Gerri Hagman, owner of the Homestead Inn bed-and-breakfast in
Twentynine Palms, near the epicenter, said she had a lot of broken dishes
and things thrown off shelves. She couldn't see any structural damage.

"I'm a native Californian and I've been in a lot of them; this was a whopper,"
Hagman said.

In Ridgecrest, a small community about 250 miles north of Los Angeles,
groceries toppled from shelves and awoke residents, but officials said there
were no reports of damage or injuries.

"I was asleep and shaken out of bed," said Rachel Holden, an editor at the
Ridgecrest Daily Independent.

Caltech at first said the temblor was an aftershock to the 1992 Landers
magnitude-7.3 earthquake but then said it was not. The Landers quake was
followed a few hours later by a magnitude-6.5 quake in the San Bernardino
Mountains in which one person was killed.
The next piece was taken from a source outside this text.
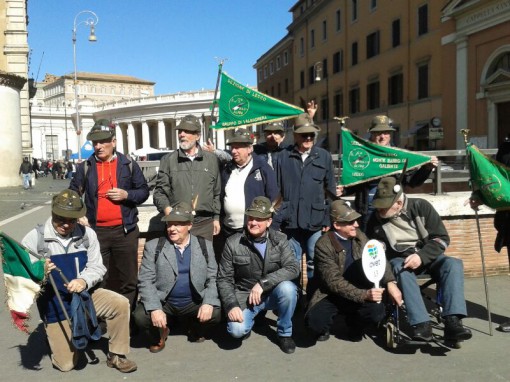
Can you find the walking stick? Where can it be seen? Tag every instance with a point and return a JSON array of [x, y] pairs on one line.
[[484, 273]]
There have been more than
70,000 aftershocks.

On Jan. 17, 1994, a 6.7-magnitude quake struck Northridge, just north of
Los Angeles, killing 72 people and causing an estimated $40 billion in
damage.

"The level of shaking is comparable to what was experienced in Northridge,"
said Lucy Jones, a seismologist with U.S. Geological Survey at Caltech.
"The good news is that there are fewer people out there."